Newfoundland and Labrador
The Government of Newfoundland and Labrador announced the following measures:
Effective March 16, “business continuity plans” are being implemented for public sector employers. Public service employees already deemed critical to their organization’s operations are expected to report to work as normal. Any other employees required to work in person or at home on Tuesday March 17 will have been contacted during the evening of March 16 by their senior management. All other employees should stay at home until advised otherwise, but should remain available for possible deployment. This directive does not apply to employees in the health care sector.
Effective March 14, the provincial government will work towards providing compensation to private sector employers to ensure continuation of pay for employees required to self-isolate after returning to Canada from abroad. Employees should retain documents regarding their travel to facilitate reimbursement. Provincial public sector employees affected by the decision will continue to be paid as usual. Only those individuals scheduled to return to work within the self-isolation period will be compensated, and anybody embarking on travel outside of the country after March 14 is not eligible for compensation. Any public sector employee in self-isolation who has the ability to work from home is expected to do so. Any worker who travelled and returned to work prior to March 14 should continue working, unless they begin showing symptoms, at which point they should self-isolate. Updates about the required documentation for private sector employers to obtain reimbursement will be released in the coming days.
The Government of New Brunswick announced the following measures:
Effective March 17, employers should be aware that the following businesses and public spaces will be closed until further notice: libraries; museums; theatres; performance spaces; swimming pools, spas, saunas and water parks; recreational sites such as ski resorts, amusement parks, trampoline centres, etc.; cinemas and arcades; training centres and dance, spinning, zumba and yoga centres; arenas; indoor soccer centres; zoos; aquariums; bars and discotheques; restaurants that offer buffets; and sugar bush operations open to the public.
Effective March 16, the provincial government has recommended that private sector companies encourage their employees to work from home wherever feasible and focus on critical activities.

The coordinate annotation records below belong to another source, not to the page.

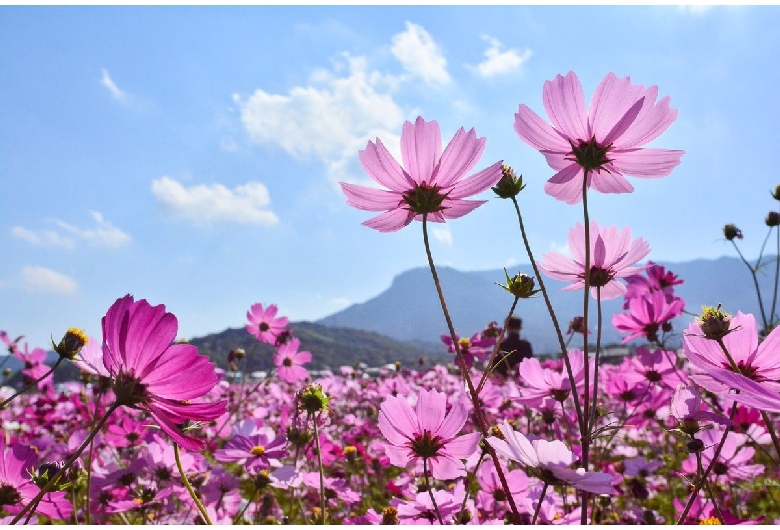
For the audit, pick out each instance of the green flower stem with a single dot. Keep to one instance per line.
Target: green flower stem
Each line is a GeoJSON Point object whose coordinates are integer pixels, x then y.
{"type": "Point", "coordinates": [700, 482]}
{"type": "Point", "coordinates": [430, 491]}
{"type": "Point", "coordinates": [584, 434]}
{"type": "Point", "coordinates": [777, 278]}
{"type": "Point", "coordinates": [539, 506]}
{"type": "Point", "coordinates": [53, 480]}
{"type": "Point", "coordinates": [707, 487]}
{"type": "Point", "coordinates": [755, 283]}
{"type": "Point", "coordinates": [187, 485]}
{"type": "Point", "coordinates": [472, 476]}
{"type": "Point", "coordinates": [564, 349]}
{"type": "Point", "coordinates": [321, 470]}
{"type": "Point", "coordinates": [592, 420]}
{"type": "Point", "coordinates": [481, 423]}
{"type": "Point", "coordinates": [32, 384]}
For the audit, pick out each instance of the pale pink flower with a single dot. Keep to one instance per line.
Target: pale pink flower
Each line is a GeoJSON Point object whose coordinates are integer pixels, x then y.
{"type": "Point", "coordinates": [755, 361]}
{"type": "Point", "coordinates": [427, 432]}
{"type": "Point", "coordinates": [430, 182]}
{"type": "Point", "coordinates": [612, 254]}
{"type": "Point", "coordinates": [605, 140]}
{"type": "Point", "coordinates": [289, 362]}
{"type": "Point", "coordinates": [264, 325]}
{"type": "Point", "coordinates": [150, 373]}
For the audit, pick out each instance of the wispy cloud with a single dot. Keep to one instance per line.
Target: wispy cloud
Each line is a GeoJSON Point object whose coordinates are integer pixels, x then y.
{"type": "Point", "coordinates": [246, 204]}
{"type": "Point", "coordinates": [43, 280]}
{"type": "Point", "coordinates": [48, 238]}
{"type": "Point", "coordinates": [500, 62]}
{"type": "Point", "coordinates": [330, 119]}
{"type": "Point", "coordinates": [102, 234]}
{"type": "Point", "coordinates": [419, 54]}
{"type": "Point", "coordinates": [117, 93]}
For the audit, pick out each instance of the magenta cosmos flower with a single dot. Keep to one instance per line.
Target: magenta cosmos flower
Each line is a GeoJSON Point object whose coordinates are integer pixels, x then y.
{"type": "Point", "coordinates": [289, 362]}
{"type": "Point", "coordinates": [264, 325]}
{"type": "Point", "coordinates": [426, 432]}
{"type": "Point", "coordinates": [17, 488]}
{"type": "Point", "coordinates": [605, 140]}
{"type": "Point", "coordinates": [430, 182]}
{"type": "Point", "coordinates": [549, 461]}
{"type": "Point", "coordinates": [150, 373]}
{"type": "Point", "coordinates": [612, 256]}
{"type": "Point", "coordinates": [755, 361]}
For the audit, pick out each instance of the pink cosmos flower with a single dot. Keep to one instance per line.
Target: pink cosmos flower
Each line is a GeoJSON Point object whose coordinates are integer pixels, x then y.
{"type": "Point", "coordinates": [655, 278]}
{"type": "Point", "coordinates": [17, 488]}
{"type": "Point", "coordinates": [755, 361]}
{"type": "Point", "coordinates": [430, 182]}
{"type": "Point", "coordinates": [612, 254]}
{"type": "Point", "coordinates": [425, 432]}
{"type": "Point", "coordinates": [647, 315]}
{"type": "Point", "coordinates": [289, 362]}
{"type": "Point", "coordinates": [605, 140]}
{"type": "Point", "coordinates": [549, 461]}
{"type": "Point", "coordinates": [154, 375]}
{"type": "Point", "coordinates": [264, 325]}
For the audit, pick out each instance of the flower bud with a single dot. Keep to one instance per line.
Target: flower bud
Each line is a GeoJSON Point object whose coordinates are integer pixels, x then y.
{"type": "Point", "coordinates": [509, 185]}
{"type": "Point", "coordinates": [71, 343]}
{"type": "Point", "coordinates": [731, 231]}
{"type": "Point", "coordinates": [714, 322]}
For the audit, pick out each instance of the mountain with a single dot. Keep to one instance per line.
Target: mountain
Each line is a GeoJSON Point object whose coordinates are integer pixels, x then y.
{"type": "Point", "coordinates": [410, 310]}
{"type": "Point", "coordinates": [331, 347]}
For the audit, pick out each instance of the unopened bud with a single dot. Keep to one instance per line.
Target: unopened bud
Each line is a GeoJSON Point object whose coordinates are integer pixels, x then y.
{"type": "Point", "coordinates": [509, 185]}
{"type": "Point", "coordinates": [71, 343]}
{"type": "Point", "coordinates": [521, 285]}
{"type": "Point", "coordinates": [714, 322]}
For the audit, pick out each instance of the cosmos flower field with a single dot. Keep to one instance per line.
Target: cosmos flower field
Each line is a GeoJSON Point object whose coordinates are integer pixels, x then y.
{"type": "Point", "coordinates": [682, 431]}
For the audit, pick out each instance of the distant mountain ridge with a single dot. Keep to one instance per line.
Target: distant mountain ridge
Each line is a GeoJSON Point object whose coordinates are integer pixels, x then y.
{"type": "Point", "coordinates": [409, 309]}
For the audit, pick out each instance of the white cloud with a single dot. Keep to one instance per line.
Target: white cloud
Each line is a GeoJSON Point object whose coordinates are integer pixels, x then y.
{"type": "Point", "coordinates": [43, 280]}
{"type": "Point", "coordinates": [420, 55]}
{"type": "Point", "coordinates": [695, 9]}
{"type": "Point", "coordinates": [43, 237]}
{"type": "Point", "coordinates": [117, 93]}
{"type": "Point", "coordinates": [202, 204]}
{"type": "Point", "coordinates": [331, 119]}
{"type": "Point", "coordinates": [102, 234]}
{"type": "Point", "coordinates": [500, 62]}
{"type": "Point", "coordinates": [443, 234]}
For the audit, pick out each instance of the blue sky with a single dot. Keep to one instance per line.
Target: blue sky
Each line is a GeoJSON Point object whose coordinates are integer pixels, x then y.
{"type": "Point", "coordinates": [191, 155]}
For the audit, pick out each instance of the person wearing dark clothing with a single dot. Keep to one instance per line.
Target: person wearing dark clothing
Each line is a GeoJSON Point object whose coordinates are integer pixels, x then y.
{"type": "Point", "coordinates": [512, 350]}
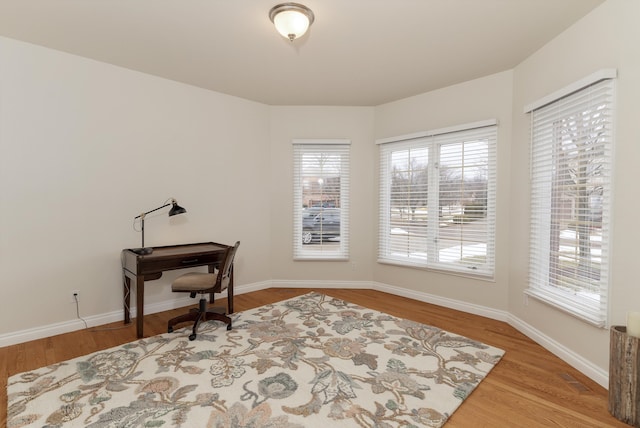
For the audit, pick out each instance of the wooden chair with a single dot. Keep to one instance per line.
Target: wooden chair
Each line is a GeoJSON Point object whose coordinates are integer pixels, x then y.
{"type": "Point", "coordinates": [203, 284]}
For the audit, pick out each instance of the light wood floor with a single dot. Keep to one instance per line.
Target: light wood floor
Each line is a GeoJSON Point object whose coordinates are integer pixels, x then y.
{"type": "Point", "coordinates": [530, 387]}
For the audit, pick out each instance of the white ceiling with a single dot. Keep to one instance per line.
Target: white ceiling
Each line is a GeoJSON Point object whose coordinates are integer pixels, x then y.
{"type": "Point", "coordinates": [358, 52]}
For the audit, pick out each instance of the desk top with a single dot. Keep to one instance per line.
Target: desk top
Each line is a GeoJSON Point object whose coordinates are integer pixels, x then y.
{"type": "Point", "coordinates": [180, 250]}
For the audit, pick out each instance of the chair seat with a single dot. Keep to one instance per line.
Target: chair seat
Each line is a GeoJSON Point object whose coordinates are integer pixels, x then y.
{"type": "Point", "coordinates": [194, 281]}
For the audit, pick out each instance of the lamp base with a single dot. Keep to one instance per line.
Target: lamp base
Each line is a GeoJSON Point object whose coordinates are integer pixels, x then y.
{"type": "Point", "coordinates": [142, 251]}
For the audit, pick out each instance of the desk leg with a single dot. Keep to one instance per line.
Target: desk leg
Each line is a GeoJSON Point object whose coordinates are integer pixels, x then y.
{"type": "Point", "coordinates": [127, 299]}
{"type": "Point", "coordinates": [140, 306]}
{"type": "Point", "coordinates": [230, 293]}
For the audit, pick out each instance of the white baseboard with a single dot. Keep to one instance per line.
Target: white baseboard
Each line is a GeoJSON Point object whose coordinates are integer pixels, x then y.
{"type": "Point", "coordinates": [577, 361]}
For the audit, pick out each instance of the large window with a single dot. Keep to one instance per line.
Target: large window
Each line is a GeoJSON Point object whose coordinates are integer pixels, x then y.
{"type": "Point", "coordinates": [321, 199]}
{"type": "Point", "coordinates": [571, 169]}
{"type": "Point", "coordinates": [437, 199]}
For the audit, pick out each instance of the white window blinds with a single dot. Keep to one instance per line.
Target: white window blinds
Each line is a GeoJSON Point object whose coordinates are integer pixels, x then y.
{"type": "Point", "coordinates": [321, 199]}
{"type": "Point", "coordinates": [437, 200]}
{"type": "Point", "coordinates": [571, 170]}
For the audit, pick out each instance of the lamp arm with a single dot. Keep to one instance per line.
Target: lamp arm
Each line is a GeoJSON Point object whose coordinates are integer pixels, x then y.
{"type": "Point", "coordinates": [153, 210]}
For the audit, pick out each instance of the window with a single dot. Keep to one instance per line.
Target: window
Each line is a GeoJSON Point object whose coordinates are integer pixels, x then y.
{"type": "Point", "coordinates": [321, 199]}
{"type": "Point", "coordinates": [437, 199]}
{"type": "Point", "coordinates": [571, 168]}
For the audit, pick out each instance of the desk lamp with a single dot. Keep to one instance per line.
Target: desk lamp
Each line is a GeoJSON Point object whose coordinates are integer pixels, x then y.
{"type": "Point", "coordinates": [175, 209]}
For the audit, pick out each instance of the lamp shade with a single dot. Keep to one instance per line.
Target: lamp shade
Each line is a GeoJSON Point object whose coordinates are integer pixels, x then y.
{"type": "Point", "coordinates": [176, 209]}
{"type": "Point", "coordinates": [291, 20]}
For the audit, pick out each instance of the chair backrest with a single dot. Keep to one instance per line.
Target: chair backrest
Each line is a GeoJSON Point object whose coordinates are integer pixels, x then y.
{"type": "Point", "coordinates": [224, 274]}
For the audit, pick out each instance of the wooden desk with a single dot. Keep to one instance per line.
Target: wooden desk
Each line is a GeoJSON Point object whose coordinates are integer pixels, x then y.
{"type": "Point", "coordinates": [141, 268]}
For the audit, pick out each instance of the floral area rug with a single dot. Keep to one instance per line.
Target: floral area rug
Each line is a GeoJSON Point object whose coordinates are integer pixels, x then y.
{"type": "Point", "coordinates": [310, 361]}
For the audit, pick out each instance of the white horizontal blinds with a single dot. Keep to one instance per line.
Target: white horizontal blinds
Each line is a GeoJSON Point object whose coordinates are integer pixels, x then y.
{"type": "Point", "coordinates": [437, 198]}
{"type": "Point", "coordinates": [321, 199]}
{"type": "Point", "coordinates": [467, 181]}
{"type": "Point", "coordinates": [572, 155]}
{"type": "Point", "coordinates": [405, 168]}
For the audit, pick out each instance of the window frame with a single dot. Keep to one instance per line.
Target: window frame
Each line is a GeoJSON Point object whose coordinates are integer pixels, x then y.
{"type": "Point", "coordinates": [320, 251]}
{"type": "Point", "coordinates": [434, 255]}
{"type": "Point", "coordinates": [594, 92]}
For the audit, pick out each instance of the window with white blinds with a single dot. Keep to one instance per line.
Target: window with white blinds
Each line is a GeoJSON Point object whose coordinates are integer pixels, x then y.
{"type": "Point", "coordinates": [571, 171]}
{"type": "Point", "coordinates": [437, 199]}
{"type": "Point", "coordinates": [321, 199]}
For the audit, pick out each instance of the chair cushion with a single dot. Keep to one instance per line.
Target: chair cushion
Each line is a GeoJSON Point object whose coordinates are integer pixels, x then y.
{"type": "Point", "coordinates": [194, 281]}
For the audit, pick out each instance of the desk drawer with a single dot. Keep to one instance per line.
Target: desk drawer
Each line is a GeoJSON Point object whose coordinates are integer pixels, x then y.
{"type": "Point", "coordinates": [160, 265]}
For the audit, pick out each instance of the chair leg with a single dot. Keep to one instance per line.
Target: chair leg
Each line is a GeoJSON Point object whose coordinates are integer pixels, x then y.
{"type": "Point", "coordinates": [198, 315]}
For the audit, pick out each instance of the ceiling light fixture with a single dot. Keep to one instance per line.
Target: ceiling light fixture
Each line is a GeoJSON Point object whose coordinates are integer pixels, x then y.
{"type": "Point", "coordinates": [292, 20]}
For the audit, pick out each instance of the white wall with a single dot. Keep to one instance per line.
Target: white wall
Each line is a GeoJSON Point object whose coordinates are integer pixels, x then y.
{"type": "Point", "coordinates": [84, 148]}
{"type": "Point", "coordinates": [611, 34]}
{"type": "Point", "coordinates": [485, 98]}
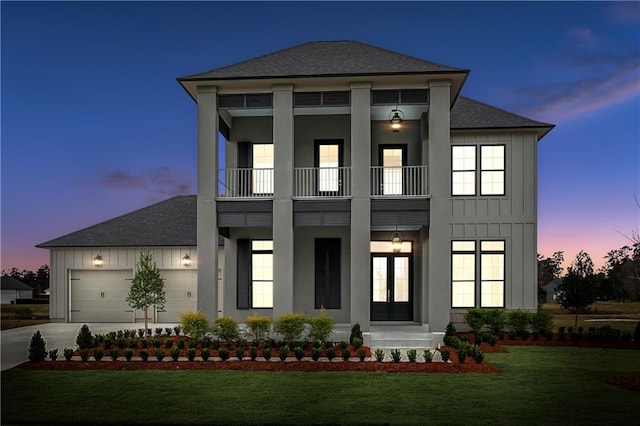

Effective March 16, all schools across the province will be closed for two weeks.
Prince Edward Island
The Government of Prince Edward Island announced the following measures:
Effective March 17, the government has established a phone line to address the needs of PEI’s employers. The phone line will operated daily from 8 a.m. to 8 p.m. local time and can be reached at 1-866-222-1751.
Effective March 17, all childcare centers are closed until further notice; in light of this, the government has indicated that they will be looking at “appropriate compensation for workers” in light of this development.
Effective March 16, PEI announced the creation of a $25 million COVID-19 Emergency Contingency Fund. This fund is intended to help Islanders, employees, small business operators and other employers who have been financially affected by the virus. More details will be released in the coming days.
The Government of Nova Scotia announced the following measures:
Effective March 16, the provincial government has instructed organizations and businesses to practice social distancing of two meters or six feet and to keep gatherings below 150 people “or much smaller if possible.” This directive applies to “restaurants, bars, movie theatres and other gathering spots.” The provincial government has also asked employers to consider flexible hours or alternative work arrangements, and has stated that employers should not ask for doctors’ notes if employees get sick or need to self-isolate.